Spaccio di droga su chat criptate: sette minorenni verso il processo

25 Aprile 2026

Contestate centinaia di cessioni di hashish e marijuana a coetanei anche in prossimità delle scuole 

TERAMO. Al netto di un’inchiesta che non risparmia particolari come il coinvolgimento di alcuni genitori nell’attività di spaccio (stralcio all’esame della Procura ordinaria), a far suonare l’ennesimo allarme sociale è la presenza di giovanissimi pronti a usare chat criptate per non essere intercettati nel traffico di droga e decisi a mettere nero su bianco l’idea di una società per la gestione dei guadagni.

L’inchiesta della Procura per minorenni, che a novembre ha portato a sei arresti di teramani di età compresa tra i 16 e i 17 anni, è chiusa: in sette rischiano di finire a processo dopo l’avviso di conclusione delle indagini in cui si ipotizzano centinaia di cessioni di hashish e marijuana. L’inchiesta è una fotografia impietosa della microcriminalità giovanile che continua a riempire statistiche e indagini sociologiche come se ormai non ci fosse più nessun argine. In questo caso c’è un gruppo accusato di aver messo in piedi un sistema di spaccio codificato con tanto di chat criptate per gestire grossi quantitativi di droga sul mercato teramano (spesso davanti alle scuole) in un collaudato apparato che sembra proprio quello delle grosse organizzazioni criminali.

Secondo l’accusa del procuratore per i minorenni David Mancini che all’epoca ha chiesto e ottenuto le misure cautelari firmate dalla giudice Flavia Martinelli, il gruppo gestiva un maxi spaccio di droga all’interno del circuito cittadino teramano e spesso in prossimità di istituti scolastici. Come riportato negli atti: «Ciascuno degli indagati, pur se con modalità e intensità diverse, è dedito stabilmente a tale illecita attività fonte di rilevanti guadagni e di elevato allarme sociale, proprio in ragione della minore età di molti dei fruitori, nonché cessionari finali». Secondo una prima ricostruzione il gruppo manteneva i contatti, attraverso telefonini o tablet, su delle piattaforme caratterizzate da un particolare, cioè molto alto, livello di criptazione dei messaggi con il chiaro intento di evitare intercettazioni o altro.

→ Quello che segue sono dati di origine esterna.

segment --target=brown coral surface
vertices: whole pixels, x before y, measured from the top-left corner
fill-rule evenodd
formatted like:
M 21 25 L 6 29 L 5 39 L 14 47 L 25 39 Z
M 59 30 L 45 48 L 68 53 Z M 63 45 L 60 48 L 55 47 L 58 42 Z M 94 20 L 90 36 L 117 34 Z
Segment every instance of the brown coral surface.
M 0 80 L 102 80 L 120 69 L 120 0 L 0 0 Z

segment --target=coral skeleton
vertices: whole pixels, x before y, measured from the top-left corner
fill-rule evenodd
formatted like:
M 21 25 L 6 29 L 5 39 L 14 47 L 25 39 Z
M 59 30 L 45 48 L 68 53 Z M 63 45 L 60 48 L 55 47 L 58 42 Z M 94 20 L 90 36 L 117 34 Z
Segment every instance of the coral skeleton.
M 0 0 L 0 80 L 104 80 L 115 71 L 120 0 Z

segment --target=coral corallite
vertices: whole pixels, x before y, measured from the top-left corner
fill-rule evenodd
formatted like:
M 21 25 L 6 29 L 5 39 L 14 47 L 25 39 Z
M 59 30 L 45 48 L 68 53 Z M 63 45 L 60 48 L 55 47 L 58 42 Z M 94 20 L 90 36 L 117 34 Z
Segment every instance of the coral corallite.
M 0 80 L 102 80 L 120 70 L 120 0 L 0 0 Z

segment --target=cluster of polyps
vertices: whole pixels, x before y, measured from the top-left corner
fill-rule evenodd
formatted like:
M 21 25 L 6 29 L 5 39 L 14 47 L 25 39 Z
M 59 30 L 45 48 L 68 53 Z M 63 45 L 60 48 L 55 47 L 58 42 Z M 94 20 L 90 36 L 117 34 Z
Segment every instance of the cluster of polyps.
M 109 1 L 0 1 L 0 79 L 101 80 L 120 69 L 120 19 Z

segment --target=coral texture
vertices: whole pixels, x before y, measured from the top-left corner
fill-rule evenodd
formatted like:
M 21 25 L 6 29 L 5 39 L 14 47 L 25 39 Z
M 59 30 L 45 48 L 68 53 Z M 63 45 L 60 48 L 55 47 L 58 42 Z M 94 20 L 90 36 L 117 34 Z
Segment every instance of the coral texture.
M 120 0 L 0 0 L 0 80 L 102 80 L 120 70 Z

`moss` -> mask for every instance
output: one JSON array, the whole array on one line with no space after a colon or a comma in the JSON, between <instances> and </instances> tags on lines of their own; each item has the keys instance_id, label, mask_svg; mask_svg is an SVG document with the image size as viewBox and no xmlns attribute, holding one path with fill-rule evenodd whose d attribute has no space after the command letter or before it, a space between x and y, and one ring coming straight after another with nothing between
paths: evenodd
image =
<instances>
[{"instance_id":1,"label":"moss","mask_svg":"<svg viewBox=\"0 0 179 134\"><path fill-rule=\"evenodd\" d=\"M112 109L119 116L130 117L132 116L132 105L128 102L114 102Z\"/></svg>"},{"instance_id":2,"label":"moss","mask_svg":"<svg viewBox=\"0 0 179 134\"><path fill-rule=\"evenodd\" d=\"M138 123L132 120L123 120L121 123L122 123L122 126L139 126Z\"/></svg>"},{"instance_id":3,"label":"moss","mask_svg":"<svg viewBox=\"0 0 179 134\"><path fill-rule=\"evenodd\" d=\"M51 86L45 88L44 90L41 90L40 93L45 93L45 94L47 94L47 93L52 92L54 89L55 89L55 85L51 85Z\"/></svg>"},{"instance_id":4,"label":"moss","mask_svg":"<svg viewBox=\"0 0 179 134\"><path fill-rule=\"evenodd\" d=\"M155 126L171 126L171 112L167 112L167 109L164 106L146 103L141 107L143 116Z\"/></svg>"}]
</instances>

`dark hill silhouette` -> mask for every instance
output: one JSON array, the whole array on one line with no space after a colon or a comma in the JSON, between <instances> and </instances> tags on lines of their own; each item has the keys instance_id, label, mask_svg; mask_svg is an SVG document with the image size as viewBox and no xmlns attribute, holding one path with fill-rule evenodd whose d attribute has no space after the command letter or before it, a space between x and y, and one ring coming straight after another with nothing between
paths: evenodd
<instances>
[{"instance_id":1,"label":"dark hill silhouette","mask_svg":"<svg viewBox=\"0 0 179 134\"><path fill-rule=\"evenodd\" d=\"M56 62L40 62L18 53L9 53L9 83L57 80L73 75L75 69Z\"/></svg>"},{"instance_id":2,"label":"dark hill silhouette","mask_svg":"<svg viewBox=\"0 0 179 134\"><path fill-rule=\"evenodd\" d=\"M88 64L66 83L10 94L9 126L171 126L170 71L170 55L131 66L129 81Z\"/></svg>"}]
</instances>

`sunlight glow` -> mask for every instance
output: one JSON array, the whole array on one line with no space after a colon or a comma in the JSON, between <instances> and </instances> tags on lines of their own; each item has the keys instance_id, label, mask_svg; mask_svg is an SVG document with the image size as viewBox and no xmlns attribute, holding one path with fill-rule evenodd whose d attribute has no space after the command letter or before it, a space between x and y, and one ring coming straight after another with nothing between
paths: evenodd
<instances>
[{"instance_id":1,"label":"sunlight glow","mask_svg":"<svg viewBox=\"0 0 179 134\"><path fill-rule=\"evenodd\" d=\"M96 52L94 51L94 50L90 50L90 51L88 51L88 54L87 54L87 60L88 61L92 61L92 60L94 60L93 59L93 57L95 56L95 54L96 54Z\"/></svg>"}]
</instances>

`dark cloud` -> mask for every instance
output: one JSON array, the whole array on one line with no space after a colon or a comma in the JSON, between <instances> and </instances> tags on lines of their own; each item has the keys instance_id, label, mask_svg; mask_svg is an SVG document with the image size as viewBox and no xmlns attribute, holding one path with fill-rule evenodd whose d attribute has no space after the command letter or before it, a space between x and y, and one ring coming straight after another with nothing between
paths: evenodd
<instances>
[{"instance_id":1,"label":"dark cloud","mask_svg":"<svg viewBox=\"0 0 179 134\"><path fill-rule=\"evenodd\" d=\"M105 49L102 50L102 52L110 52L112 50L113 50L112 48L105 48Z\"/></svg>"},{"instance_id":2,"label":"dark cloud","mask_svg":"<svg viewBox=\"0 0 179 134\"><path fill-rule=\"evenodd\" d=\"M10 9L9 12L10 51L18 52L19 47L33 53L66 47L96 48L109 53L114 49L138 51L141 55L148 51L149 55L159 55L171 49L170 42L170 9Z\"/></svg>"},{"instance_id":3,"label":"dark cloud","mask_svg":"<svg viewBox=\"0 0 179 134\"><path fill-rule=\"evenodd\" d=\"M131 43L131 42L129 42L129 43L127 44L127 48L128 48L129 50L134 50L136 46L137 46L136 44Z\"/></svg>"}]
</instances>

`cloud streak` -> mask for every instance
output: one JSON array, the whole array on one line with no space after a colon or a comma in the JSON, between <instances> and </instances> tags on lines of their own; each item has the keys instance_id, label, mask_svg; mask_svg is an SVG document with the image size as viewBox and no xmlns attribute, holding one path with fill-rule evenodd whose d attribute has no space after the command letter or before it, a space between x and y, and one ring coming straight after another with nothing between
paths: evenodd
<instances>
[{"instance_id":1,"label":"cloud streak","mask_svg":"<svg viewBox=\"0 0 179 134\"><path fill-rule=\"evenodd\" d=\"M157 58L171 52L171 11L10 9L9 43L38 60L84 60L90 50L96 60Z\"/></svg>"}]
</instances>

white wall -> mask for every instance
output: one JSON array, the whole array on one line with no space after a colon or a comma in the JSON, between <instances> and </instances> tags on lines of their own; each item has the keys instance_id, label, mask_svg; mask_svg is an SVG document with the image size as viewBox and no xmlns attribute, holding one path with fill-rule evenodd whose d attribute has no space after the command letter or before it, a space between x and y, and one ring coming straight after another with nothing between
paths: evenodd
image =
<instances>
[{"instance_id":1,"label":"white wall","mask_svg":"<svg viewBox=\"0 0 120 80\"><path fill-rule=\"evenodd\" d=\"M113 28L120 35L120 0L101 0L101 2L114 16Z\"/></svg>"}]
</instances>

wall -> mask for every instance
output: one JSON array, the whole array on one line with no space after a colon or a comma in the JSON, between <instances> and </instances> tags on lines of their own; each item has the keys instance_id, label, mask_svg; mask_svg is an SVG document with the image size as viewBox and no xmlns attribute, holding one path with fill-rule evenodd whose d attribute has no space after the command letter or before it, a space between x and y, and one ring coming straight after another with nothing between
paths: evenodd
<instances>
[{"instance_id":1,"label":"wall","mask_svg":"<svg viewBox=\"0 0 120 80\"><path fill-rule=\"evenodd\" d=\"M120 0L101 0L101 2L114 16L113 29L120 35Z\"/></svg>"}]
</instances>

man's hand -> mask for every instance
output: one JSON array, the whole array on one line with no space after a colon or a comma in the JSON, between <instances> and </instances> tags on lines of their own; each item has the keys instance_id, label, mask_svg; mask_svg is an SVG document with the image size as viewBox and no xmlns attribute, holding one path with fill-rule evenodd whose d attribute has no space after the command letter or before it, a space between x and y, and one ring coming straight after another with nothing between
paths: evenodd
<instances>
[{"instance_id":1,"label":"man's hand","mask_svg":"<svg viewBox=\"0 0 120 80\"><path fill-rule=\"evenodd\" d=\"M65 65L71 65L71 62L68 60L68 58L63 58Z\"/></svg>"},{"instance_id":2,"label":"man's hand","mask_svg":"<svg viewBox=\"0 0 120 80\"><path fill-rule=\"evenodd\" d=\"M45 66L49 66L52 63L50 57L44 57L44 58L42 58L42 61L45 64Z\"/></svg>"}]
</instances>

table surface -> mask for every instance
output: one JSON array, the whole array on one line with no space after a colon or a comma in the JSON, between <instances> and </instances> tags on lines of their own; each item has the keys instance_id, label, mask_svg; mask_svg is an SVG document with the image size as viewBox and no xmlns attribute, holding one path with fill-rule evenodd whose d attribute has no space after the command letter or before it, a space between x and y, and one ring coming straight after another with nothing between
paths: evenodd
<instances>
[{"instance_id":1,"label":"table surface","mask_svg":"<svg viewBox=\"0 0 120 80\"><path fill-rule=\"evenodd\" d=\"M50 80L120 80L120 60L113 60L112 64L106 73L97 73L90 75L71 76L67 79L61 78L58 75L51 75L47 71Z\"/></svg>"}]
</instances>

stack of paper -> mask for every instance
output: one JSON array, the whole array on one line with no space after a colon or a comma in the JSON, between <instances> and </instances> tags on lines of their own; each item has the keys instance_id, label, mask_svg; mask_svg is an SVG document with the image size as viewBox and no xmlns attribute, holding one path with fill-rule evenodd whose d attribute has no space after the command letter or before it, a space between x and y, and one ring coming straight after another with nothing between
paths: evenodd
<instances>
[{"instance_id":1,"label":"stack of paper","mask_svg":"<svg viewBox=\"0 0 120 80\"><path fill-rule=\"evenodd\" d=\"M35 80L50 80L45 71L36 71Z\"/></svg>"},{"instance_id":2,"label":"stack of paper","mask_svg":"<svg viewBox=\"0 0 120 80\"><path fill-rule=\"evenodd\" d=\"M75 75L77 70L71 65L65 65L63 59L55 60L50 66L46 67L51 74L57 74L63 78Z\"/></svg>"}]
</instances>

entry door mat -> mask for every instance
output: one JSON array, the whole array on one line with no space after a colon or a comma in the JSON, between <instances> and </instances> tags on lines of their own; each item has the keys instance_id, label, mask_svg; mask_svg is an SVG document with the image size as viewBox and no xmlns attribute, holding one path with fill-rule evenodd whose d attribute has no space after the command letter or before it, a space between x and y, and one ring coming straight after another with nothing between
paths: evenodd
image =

Proprio utilizzando questi sistemi i ragazzi si scambiavano informazioni sul traffico di considerevoli quantitativi di sostanza stupefacente – nell’ultimo blitz è stato sequestrato oltre un chilo di hashish nella casa di un 17enne – da far arrivare sul mercato teramano dove spacciavano dopo essersi divise le zone con gruppi di maggiorenni. Messaggi su piattaforme criptate, dunque, per organizzare modalità di consegna e appuntamenti. Secondo quanto ricostruito dagli investigatori, l'attività si fondava su un florido commercio che deriva dalla sistematica disponibilità di rilevanti quantità di stupefacente, acquistato attraverso il reinvestimento del denaro precedentemente guadagnato con la vendita delle dosi. E da qui l’idea di mettere in piedi una vera e propria società.